Nine winters ago when Brent Christensen and his family moved from the Bay Area to Utah, he started playing with the ice formed from a leaking water source in his yard with his kids. Inspired by the possibilities, Brent wanted to take it further. What started as an ice fort grew into what is today the Ice Castles.
For Brent, the most important part of the creative process is “Allowing ourselves to be curious,” he says, “and not feeling like you have to be grown up all the time.”
The Ice Castles design and formation depends on the natural environment; water, temperature and time. “I consider what we do a dance with Mother Nature.” he explains, “We can’t direct what the humidity is going to be, we don’t know exactly how the wind is going to blow. All of those things combined create a lot of surprises.”
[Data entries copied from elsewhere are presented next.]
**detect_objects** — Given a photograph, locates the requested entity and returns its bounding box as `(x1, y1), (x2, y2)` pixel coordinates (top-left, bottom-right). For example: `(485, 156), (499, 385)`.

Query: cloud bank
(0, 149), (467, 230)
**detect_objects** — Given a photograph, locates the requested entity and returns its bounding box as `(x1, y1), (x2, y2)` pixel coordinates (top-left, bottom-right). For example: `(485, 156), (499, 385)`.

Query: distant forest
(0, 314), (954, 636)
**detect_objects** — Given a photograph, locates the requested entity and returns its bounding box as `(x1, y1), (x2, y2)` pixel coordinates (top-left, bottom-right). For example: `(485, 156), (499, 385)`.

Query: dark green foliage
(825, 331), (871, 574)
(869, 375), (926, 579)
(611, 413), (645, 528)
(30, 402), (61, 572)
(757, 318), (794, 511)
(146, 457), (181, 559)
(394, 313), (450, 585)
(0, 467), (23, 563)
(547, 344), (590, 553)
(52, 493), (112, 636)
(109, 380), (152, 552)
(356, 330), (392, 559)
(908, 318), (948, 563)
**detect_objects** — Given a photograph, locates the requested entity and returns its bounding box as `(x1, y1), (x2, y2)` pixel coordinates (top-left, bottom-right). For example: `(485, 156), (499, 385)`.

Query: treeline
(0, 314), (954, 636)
Built from the ground up, the Ice Castles are often started in October by a team of ice specialists and sculptors. With an estimated 25 million tons of ice, the castles are composed of slot canyons, frozen waterfalls, tunnels, archways, slides, caverns, thrones, fountains and more. Today there are 5 Ice Castles locations across North America and Canada.
The team of designers and sculptors implement lights into the ice for a colorful night show. “There’s engineering and architecture and a lot of art in it,” Brent says, “But the real art is what happens when we go home and go to bed and turn the water on, it happens at night.”